I struggle with despair as I write and am getting beautiful support. Lifeboats.  E. M. Forster counsels me. So does Thomas Merton.

“No despair of ours can alter the reality of things; or stain the joy of the cosmic dance which is always there. Indeed, we are in the midst of it, and it is in the midst of us, for it beats in our very blood, whether we want it to or not…the fact remains that we are invited to forget ourselves on purpose, cast our awful solemnity to the winds and join in the general dance.”

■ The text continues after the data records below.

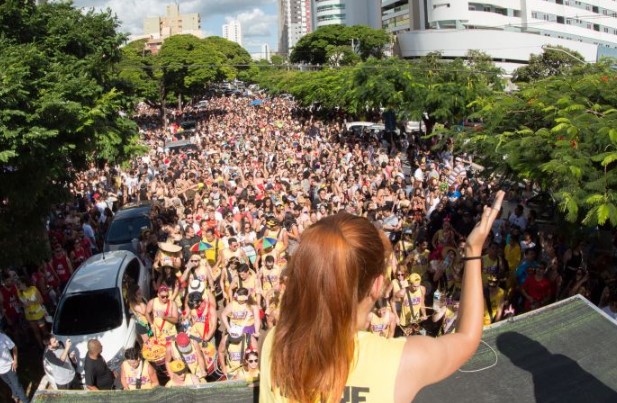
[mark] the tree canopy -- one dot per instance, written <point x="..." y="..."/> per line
<point x="59" y="111"/>
<point x="318" y="46"/>
<point x="184" y="66"/>
<point x="560" y="132"/>
<point x="445" y="90"/>
<point x="553" y="61"/>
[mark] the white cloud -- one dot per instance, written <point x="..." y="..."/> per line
<point x="131" y="13"/>
<point x="232" y="7"/>
<point x="256" y="23"/>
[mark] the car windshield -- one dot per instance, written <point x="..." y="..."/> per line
<point x="88" y="313"/>
<point x="126" y="229"/>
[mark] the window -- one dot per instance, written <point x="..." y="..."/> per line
<point x="132" y="271"/>
<point x="74" y="315"/>
<point x="127" y="229"/>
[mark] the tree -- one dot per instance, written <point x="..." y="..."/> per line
<point x="236" y="59"/>
<point x="59" y="112"/>
<point x="188" y="64"/>
<point x="277" y="60"/>
<point x="448" y="89"/>
<point x="554" y="61"/>
<point x="184" y="67"/>
<point x="313" y="48"/>
<point x="139" y="74"/>
<point x="559" y="133"/>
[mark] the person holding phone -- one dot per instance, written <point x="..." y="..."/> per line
<point x="333" y="281"/>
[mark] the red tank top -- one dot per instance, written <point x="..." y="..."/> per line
<point x="10" y="301"/>
<point x="61" y="265"/>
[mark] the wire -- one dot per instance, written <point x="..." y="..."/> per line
<point x="471" y="371"/>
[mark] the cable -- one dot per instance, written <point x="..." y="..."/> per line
<point x="471" y="371"/>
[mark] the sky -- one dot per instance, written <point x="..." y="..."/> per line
<point x="259" y="18"/>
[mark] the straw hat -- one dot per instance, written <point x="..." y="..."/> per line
<point x="176" y="366"/>
<point x="169" y="247"/>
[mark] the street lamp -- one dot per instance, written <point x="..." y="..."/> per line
<point x="546" y="47"/>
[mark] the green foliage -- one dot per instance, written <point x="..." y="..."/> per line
<point x="59" y="111"/>
<point x="184" y="66"/>
<point x="445" y="90"/>
<point x="554" y="61"/>
<point x="314" y="47"/>
<point x="277" y="60"/>
<point x="560" y="133"/>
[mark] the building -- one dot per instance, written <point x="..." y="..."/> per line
<point x="266" y="53"/>
<point x="232" y="31"/>
<point x="346" y="12"/>
<point x="173" y="23"/>
<point x="507" y="30"/>
<point x="294" y="22"/>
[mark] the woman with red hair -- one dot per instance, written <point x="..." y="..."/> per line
<point x="318" y="350"/>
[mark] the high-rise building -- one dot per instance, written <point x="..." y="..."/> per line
<point x="346" y="12"/>
<point x="266" y="53"/>
<point x="294" y="22"/>
<point x="232" y="31"/>
<point x="173" y="23"/>
<point x="508" y="31"/>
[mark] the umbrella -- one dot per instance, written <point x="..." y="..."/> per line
<point x="200" y="246"/>
<point x="265" y="243"/>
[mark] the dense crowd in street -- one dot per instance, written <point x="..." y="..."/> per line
<point x="228" y="214"/>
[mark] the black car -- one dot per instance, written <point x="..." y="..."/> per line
<point x="126" y="227"/>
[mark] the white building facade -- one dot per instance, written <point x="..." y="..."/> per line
<point x="232" y="31"/>
<point x="346" y="12"/>
<point x="508" y="30"/>
<point x="294" y="22"/>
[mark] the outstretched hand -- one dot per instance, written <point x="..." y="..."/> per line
<point x="478" y="235"/>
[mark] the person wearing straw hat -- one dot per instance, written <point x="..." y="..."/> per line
<point x="179" y="376"/>
<point x="163" y="314"/>
<point x="187" y="351"/>
<point x="169" y="254"/>
<point x="137" y="373"/>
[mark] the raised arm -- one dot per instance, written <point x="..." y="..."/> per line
<point x="426" y="360"/>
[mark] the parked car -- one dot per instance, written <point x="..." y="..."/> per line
<point x="185" y="145"/>
<point x="126" y="227"/>
<point x="94" y="306"/>
<point x="545" y="207"/>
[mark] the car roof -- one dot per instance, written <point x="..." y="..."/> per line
<point x="133" y="211"/>
<point x="100" y="272"/>
<point x="349" y="125"/>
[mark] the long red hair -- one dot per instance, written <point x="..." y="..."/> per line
<point x="333" y="269"/>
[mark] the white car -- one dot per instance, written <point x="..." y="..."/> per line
<point x="93" y="306"/>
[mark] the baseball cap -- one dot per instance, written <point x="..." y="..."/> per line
<point x="183" y="342"/>
<point x="415" y="279"/>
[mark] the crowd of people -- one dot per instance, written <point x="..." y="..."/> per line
<point x="229" y="211"/>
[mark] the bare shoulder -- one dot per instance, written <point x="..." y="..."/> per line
<point x="426" y="360"/>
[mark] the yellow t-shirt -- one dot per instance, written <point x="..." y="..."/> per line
<point x="34" y="311"/>
<point x="216" y="248"/>
<point x="132" y="374"/>
<point x="372" y="377"/>
<point x="496" y="301"/>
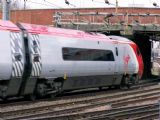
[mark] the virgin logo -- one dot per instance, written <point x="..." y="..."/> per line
<point x="126" y="59"/>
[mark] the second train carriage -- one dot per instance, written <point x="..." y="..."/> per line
<point x="45" y="60"/>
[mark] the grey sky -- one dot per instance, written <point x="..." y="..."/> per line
<point x="39" y="4"/>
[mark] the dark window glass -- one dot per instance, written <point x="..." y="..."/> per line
<point x="138" y="52"/>
<point x="116" y="51"/>
<point x="80" y="54"/>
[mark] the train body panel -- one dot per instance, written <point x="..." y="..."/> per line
<point x="6" y="57"/>
<point x="44" y="60"/>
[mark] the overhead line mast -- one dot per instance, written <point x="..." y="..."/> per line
<point x="6" y="9"/>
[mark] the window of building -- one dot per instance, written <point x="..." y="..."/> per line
<point x="81" y="54"/>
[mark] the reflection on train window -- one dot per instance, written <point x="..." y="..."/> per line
<point x="138" y="52"/>
<point x="80" y="54"/>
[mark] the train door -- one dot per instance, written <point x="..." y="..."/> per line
<point x="34" y="61"/>
<point x="116" y="59"/>
<point x="116" y="78"/>
<point x="18" y="60"/>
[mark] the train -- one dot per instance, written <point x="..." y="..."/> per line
<point x="38" y="60"/>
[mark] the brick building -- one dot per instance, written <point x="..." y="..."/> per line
<point x="45" y="16"/>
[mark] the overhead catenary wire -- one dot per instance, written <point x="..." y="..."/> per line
<point x="49" y="5"/>
<point x="52" y="4"/>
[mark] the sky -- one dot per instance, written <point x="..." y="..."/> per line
<point x="47" y="4"/>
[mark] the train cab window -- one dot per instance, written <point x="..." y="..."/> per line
<point x="80" y="54"/>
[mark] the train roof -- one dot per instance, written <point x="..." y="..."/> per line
<point x="8" y="25"/>
<point x="41" y="29"/>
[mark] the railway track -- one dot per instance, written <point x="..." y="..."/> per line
<point x="76" y="107"/>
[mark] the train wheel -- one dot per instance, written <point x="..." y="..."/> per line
<point x="31" y="97"/>
<point x="124" y="82"/>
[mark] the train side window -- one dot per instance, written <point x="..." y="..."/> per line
<point x="82" y="54"/>
<point x="116" y="51"/>
<point x="138" y="51"/>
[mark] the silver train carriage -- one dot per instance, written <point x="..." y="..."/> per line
<point x="39" y="60"/>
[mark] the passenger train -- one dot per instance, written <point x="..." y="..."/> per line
<point x="39" y="60"/>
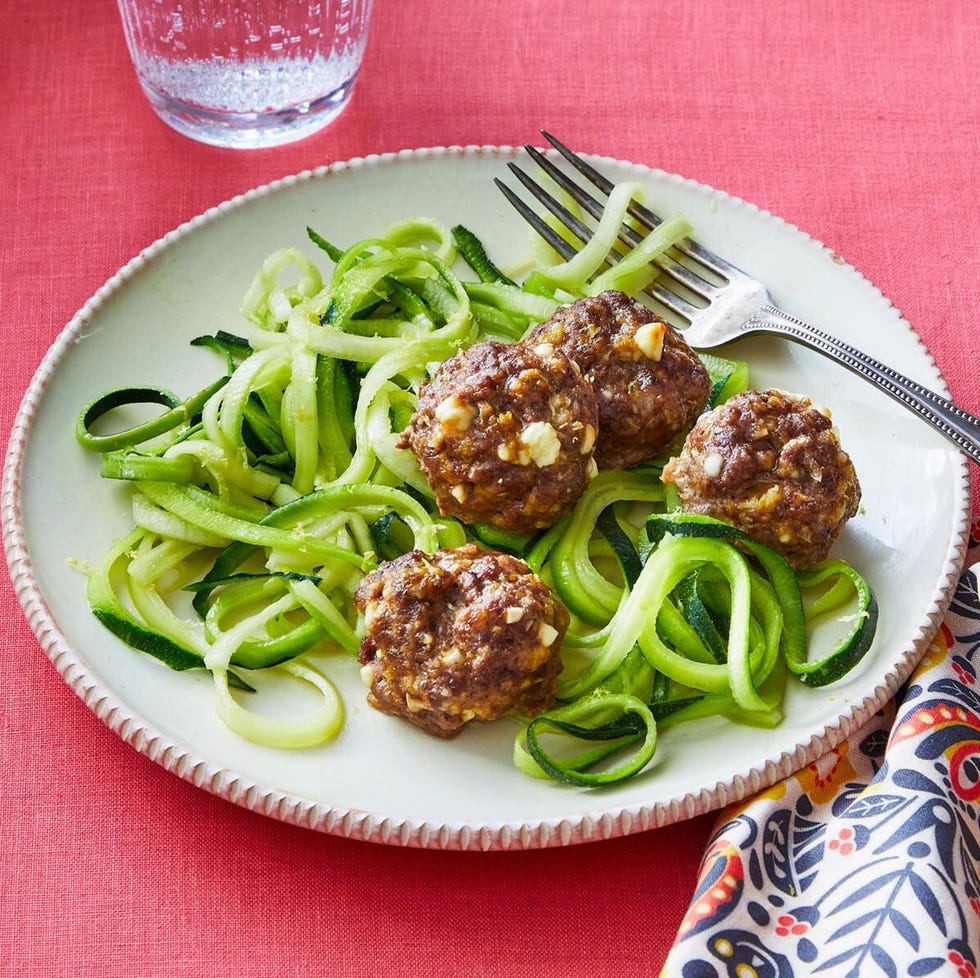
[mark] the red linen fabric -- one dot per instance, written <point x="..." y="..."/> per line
<point x="857" y="122"/>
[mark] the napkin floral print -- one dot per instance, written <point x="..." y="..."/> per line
<point x="867" y="862"/>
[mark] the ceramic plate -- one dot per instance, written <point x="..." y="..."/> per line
<point x="381" y="780"/>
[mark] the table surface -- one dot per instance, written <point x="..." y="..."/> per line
<point x="858" y="123"/>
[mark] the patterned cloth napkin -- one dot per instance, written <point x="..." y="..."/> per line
<point x="867" y="862"/>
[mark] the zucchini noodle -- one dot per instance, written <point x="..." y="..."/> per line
<point x="261" y="501"/>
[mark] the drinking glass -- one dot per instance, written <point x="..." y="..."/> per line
<point x="247" y="73"/>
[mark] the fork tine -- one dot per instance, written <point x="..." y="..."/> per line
<point x="555" y="240"/>
<point x="644" y="215"/>
<point x="675" y="303"/>
<point x="542" y="196"/>
<point x="628" y="235"/>
<point x="585" y="200"/>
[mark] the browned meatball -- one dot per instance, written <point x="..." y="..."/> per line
<point x="771" y="464"/>
<point x="504" y="434"/>
<point x="459" y="635"/>
<point x="649" y="383"/>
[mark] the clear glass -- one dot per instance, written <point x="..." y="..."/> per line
<point x="247" y="73"/>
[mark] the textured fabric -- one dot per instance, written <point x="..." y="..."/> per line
<point x="867" y="862"/>
<point x="856" y="121"/>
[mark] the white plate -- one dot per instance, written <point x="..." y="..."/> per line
<point x="382" y="780"/>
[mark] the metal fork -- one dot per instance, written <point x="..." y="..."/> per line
<point x="716" y="301"/>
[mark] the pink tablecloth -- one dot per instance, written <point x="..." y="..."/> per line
<point x="857" y="122"/>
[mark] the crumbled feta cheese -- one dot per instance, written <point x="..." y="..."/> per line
<point x="542" y="443"/>
<point x="713" y="465"/>
<point x="650" y="340"/>
<point x="455" y="414"/>
<point x="547" y="634"/>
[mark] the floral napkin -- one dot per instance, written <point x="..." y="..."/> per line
<point x="867" y="862"/>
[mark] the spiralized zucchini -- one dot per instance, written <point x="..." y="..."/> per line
<point x="261" y="501"/>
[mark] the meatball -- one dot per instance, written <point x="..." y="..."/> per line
<point x="649" y="383"/>
<point x="459" y="635"/>
<point x="771" y="464"/>
<point x="504" y="434"/>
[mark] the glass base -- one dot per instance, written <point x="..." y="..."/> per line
<point x="249" y="130"/>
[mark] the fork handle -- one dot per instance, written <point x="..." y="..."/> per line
<point x="959" y="426"/>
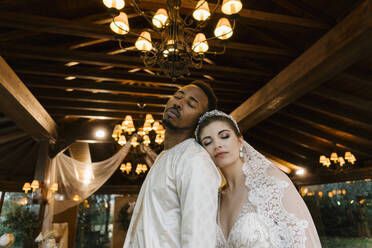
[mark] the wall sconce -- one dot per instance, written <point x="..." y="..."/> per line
<point x="35" y="185"/>
<point x="26" y="187"/>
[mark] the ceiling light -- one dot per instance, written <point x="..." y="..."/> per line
<point x="100" y="133"/>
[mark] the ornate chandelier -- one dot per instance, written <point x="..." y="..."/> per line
<point x="173" y="50"/>
<point x="127" y="128"/>
<point x="335" y="161"/>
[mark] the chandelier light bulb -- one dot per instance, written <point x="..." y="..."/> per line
<point x="334" y="157"/>
<point x="327" y="163"/>
<point x="322" y="159"/>
<point x="149" y="118"/>
<point x="141" y="131"/>
<point x="230" y="7"/>
<point x="34" y="185"/>
<point x="155" y="126"/>
<point x="122" y="167"/>
<point x="147" y="127"/>
<point x="54" y="187"/>
<point x="201" y="12"/>
<point x="200" y="44"/>
<point x="128" y="119"/>
<point x="143" y="42"/>
<point x="353" y="159"/>
<point x="117" y="4"/>
<point x="348" y="156"/>
<point x="161" y="129"/>
<point x="223" y="29"/>
<point x="160" y="18"/>
<point x="134" y="142"/>
<point x="26" y="187"/>
<point x="341" y="161"/>
<point x="120" y="24"/>
<point x="122" y="140"/>
<point x="76" y="198"/>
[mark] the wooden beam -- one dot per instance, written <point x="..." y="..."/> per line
<point x="74" y="113"/>
<point x="119" y="85"/>
<point x="297" y="141"/>
<point x="299" y="8"/>
<point x="346" y="43"/>
<point x="338" y="111"/>
<point x="2" y="200"/>
<point x="253" y="16"/>
<point x="103" y="107"/>
<point x="53" y="25"/>
<point x="326" y="122"/>
<point x="353" y="144"/>
<point x="22" y="107"/>
<point x="11" y="137"/>
<point x="335" y="95"/>
<point x="88" y="96"/>
<point x="264" y="147"/>
<point x="323" y="178"/>
<point x="126" y="62"/>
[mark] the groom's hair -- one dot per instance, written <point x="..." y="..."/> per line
<point x="207" y="89"/>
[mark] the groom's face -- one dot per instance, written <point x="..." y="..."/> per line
<point x="184" y="108"/>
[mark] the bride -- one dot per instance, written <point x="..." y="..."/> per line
<point x="259" y="206"/>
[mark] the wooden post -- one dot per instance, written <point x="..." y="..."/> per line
<point x="2" y="200"/>
<point x="43" y="174"/>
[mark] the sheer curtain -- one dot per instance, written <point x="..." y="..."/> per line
<point x="78" y="180"/>
<point x="278" y="202"/>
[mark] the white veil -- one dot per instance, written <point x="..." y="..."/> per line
<point x="78" y="180"/>
<point x="278" y="202"/>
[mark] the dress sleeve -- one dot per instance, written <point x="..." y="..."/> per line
<point x="295" y="205"/>
<point x="197" y="188"/>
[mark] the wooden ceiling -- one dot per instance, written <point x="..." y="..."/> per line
<point x="296" y="74"/>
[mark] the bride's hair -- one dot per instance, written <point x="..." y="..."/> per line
<point x="205" y="121"/>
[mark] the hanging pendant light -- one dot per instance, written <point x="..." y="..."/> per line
<point x="200" y="44"/>
<point x="120" y="24"/>
<point x="122" y="140"/>
<point x="35" y="185"/>
<point x="223" y="29"/>
<point x="117" y="4"/>
<point x="201" y="12"/>
<point x="230" y="7"/>
<point x="26" y="187"/>
<point x="160" y="18"/>
<point x="143" y="42"/>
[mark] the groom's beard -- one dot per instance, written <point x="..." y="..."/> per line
<point x="173" y="128"/>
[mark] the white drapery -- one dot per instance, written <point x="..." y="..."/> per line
<point x="80" y="180"/>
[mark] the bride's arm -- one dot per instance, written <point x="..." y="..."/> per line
<point x="197" y="188"/>
<point x="294" y="204"/>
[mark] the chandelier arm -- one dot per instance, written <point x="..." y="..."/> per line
<point x="209" y="17"/>
<point x="232" y="30"/>
<point x="139" y="11"/>
<point x="218" y="53"/>
<point x="113" y="20"/>
<point x="139" y="35"/>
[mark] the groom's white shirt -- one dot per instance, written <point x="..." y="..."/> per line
<point x="177" y="204"/>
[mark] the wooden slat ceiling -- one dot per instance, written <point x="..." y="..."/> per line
<point x="38" y="40"/>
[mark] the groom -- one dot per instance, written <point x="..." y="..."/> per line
<point x="177" y="204"/>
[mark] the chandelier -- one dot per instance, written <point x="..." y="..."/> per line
<point x="173" y="50"/>
<point x="143" y="133"/>
<point x="335" y="161"/>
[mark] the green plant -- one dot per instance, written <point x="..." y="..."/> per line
<point x="22" y="222"/>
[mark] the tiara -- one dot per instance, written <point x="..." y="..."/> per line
<point x="212" y="113"/>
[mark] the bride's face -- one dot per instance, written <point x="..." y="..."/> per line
<point x="221" y="142"/>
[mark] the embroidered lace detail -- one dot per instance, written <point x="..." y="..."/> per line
<point x="266" y="192"/>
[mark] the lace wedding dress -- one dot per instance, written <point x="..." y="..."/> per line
<point x="274" y="214"/>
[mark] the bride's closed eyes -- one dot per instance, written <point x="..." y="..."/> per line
<point x="223" y="134"/>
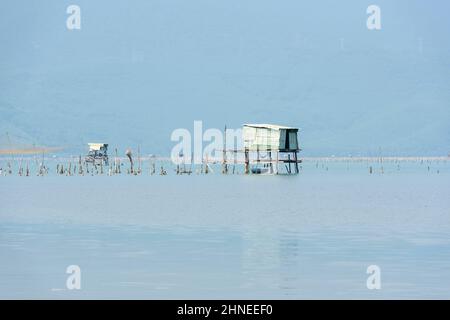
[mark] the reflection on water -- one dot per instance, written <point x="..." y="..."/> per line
<point x="311" y="236"/>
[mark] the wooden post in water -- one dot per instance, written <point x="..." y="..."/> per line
<point x="247" y="161"/>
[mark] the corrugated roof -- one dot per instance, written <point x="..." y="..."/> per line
<point x="268" y="126"/>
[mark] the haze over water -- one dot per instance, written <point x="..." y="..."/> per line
<point x="215" y="236"/>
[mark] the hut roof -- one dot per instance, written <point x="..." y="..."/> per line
<point x="268" y="126"/>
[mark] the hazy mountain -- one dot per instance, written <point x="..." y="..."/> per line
<point x="137" y="70"/>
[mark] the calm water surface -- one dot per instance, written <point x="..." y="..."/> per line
<point x="215" y="236"/>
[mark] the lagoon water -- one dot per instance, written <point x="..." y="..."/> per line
<point x="215" y="236"/>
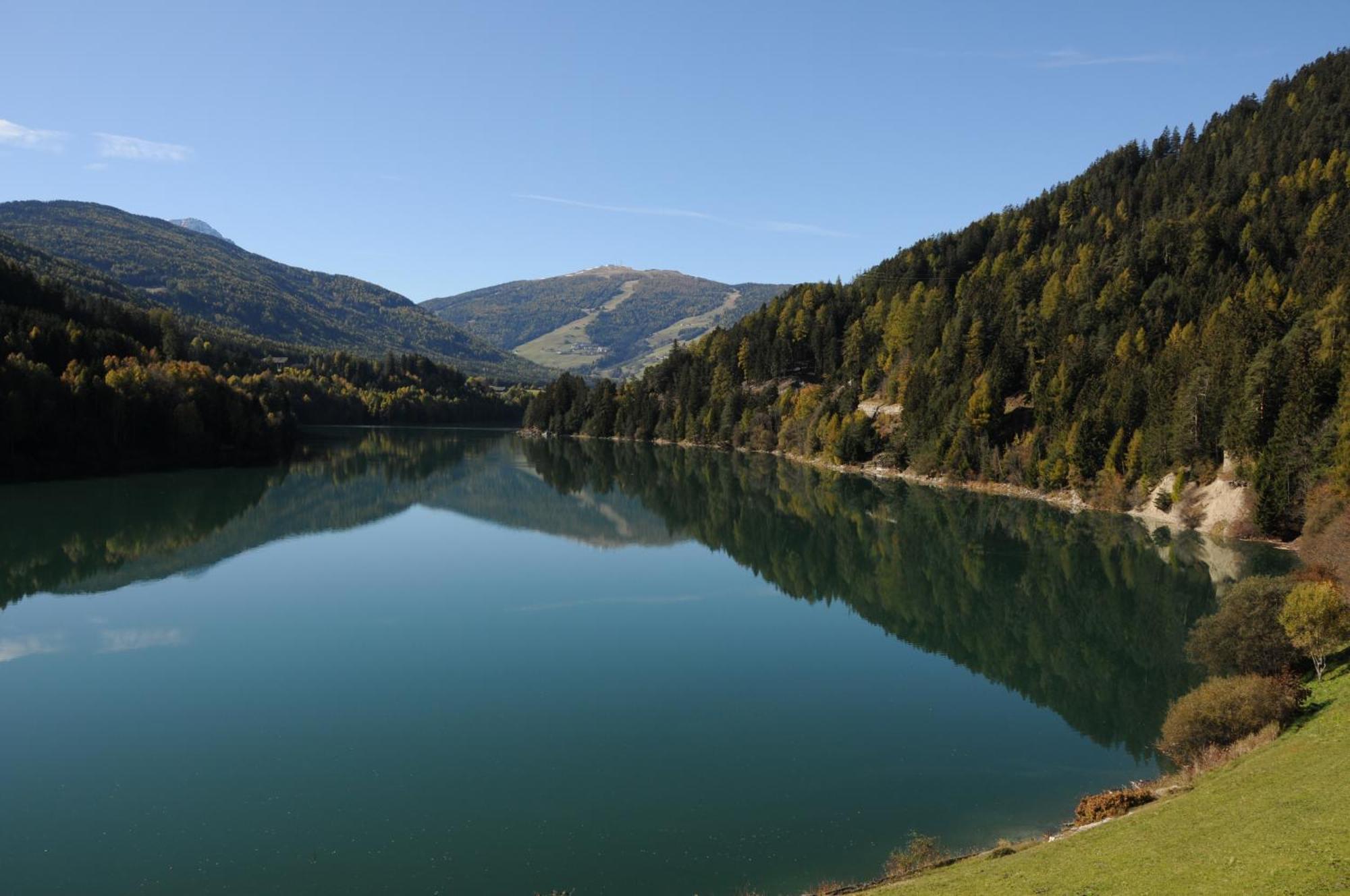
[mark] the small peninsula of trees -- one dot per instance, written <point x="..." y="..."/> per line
<point x="1181" y="302"/>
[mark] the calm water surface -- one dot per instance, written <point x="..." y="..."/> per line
<point x="464" y="663"/>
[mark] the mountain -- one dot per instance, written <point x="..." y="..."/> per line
<point x="1177" y="306"/>
<point x="199" y="226"/>
<point x="98" y="379"/>
<point x="217" y="281"/>
<point x="614" y="320"/>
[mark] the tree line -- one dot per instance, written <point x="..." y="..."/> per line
<point x="92" y="385"/>
<point x="1181" y="303"/>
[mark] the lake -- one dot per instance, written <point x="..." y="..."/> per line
<point x="456" y="662"/>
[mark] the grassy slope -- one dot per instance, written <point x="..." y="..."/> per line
<point x="1276" y="821"/>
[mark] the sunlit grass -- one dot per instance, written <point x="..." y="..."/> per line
<point x="1275" y="821"/>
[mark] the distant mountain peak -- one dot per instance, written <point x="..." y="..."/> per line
<point x="199" y="226"/>
<point x="604" y="271"/>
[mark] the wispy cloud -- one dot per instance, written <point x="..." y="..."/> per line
<point x="777" y="227"/>
<point x="624" y="210"/>
<point x="591" y="603"/>
<point x="119" y="640"/>
<point x="29" y="646"/>
<point x="1051" y="60"/>
<point x="1070" y="59"/>
<point x="115" y="146"/>
<point x="13" y="134"/>
<point x="793" y="227"/>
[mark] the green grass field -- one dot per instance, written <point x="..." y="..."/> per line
<point x="1275" y="821"/>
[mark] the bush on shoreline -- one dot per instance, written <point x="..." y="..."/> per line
<point x="1225" y="710"/>
<point x="1245" y="635"/>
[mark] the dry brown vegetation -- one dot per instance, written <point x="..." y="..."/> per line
<point x="1110" y="805"/>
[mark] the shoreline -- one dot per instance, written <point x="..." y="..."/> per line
<point x="1064" y="499"/>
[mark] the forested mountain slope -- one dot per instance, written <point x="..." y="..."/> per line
<point x="1178" y="302"/>
<point x="214" y="280"/>
<point x="614" y="320"/>
<point x="95" y="379"/>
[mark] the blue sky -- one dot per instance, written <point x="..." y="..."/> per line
<point x="441" y="148"/>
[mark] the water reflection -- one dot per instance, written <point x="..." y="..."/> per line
<point x="1083" y="613"/>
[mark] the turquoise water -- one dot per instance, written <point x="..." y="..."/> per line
<point x="464" y="663"/>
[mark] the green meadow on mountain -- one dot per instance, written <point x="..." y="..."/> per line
<point x="209" y="277"/>
<point x="1179" y="303"/>
<point x="608" y="320"/>
<point x="101" y="379"/>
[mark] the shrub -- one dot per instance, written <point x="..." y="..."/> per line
<point x="1317" y="619"/>
<point x="1110" y="804"/>
<point x="923" y="852"/>
<point x="1245" y="634"/>
<point x="1224" y="710"/>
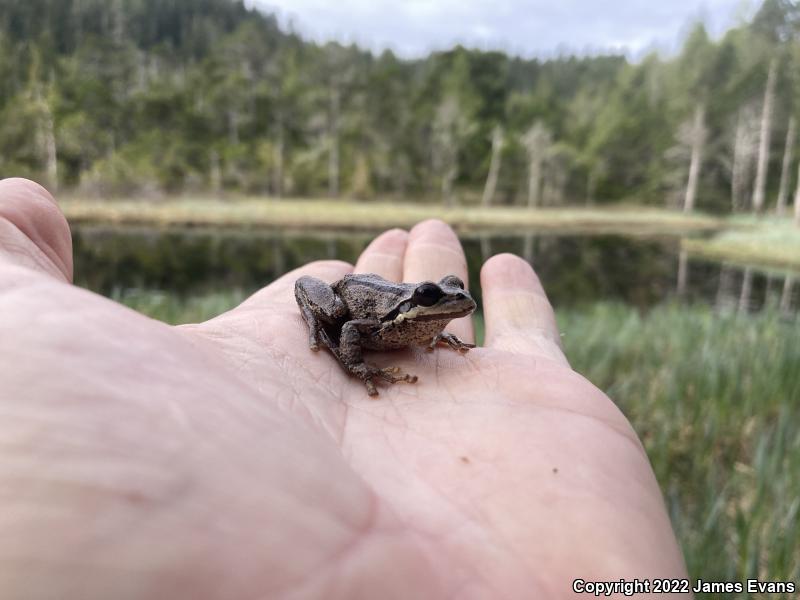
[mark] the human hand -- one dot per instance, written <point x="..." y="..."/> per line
<point x="225" y="460"/>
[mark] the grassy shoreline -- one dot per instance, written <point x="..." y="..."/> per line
<point x="768" y="242"/>
<point x="349" y="215"/>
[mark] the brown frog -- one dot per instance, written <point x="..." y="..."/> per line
<point x="368" y="312"/>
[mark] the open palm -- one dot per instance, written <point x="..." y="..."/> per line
<point x="226" y="460"/>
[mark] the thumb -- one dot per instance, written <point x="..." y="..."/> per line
<point x="33" y="231"/>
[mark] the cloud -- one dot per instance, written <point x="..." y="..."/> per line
<point x="413" y="28"/>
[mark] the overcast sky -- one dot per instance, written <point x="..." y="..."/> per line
<point x="541" y="28"/>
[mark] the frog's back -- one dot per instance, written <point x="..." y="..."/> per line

Perhaps all rivers and oceans are holy. As the Hopi elders prophesy,

“You have been telling people that this is the Eleventh Hour, now you must go back and tell the people that this is the Hour. And there are things to be considered…

Where are you living?
What are you doing?
What are your relationships?
Are you in right relation?
Where is your water?

Know your garden.
It is time to speak your truth.
Create your community.
Be good to each other.
And do not look outside yourself for your leader.

…“This could be a good time! There is a river flowing now very fast. It is so great and swift that there are those who will be afraid. They will try to hold on to the shore. They will feel they are being torn apart and will suffer greatly. Know the river has its destination. The elders say we must let go of the shore, push off into the middle of the river, keep our eyes open, and our heads above the water.

And I say, see who is in there with you and celebrate. At this time in history, we are to take nothing personally, least of all ourselves. For the moment that we do, our spiritual growth and journey come to a halt.

The time of the lone wolf is over. Gather yourselves! Banish the word ’struggle’ from your attitude and your vocabulary. All that we do now must be done in a sacred manner and in celebration.

We are the ones we’ve been waiting for.”

To practice the art of holy rage and despair and not succumb to overwhelm,  I engage the health of creation and Divine Help. I give thanks that hope, rage, and despair empower courage to Love. I move with others. I hand the biggest storms over to God and the collective body any way I can. I vote. I consult and discuss. I always dance. It’s the only way I know to not get eaten alive. I make art not just to surface despair and rage but to claim them, name them, and create the world we want. I make new vows. I listen to old people. I make my way toward them, humbly. And always, I dance and pray with others.

 

Images in this essay came from a Touch Drawing workshop with Deborah Koff-Chapman at the International Expressive Arts Therapy Association Conference. 

 

 

*In the 1850s Unitarian minister Theodore Parker conjured this image in his sermon “Of Justice and the Conscience” 1 “Look at the facts of the world. You see a continual and progressive triumph of the right. I do not pretend to understand the moral universe, the arc is a long one, my eye reaches but little ways. I cannot calculate the curve and complete the figure by the experience of sight; I can divine it by conscience. But from what I see I am sure it bends towards justice. Things refuse to be mismanaged long. Jefferson trembled when he thought of slavery and remembered that God is just. Ere long all America will tremble.”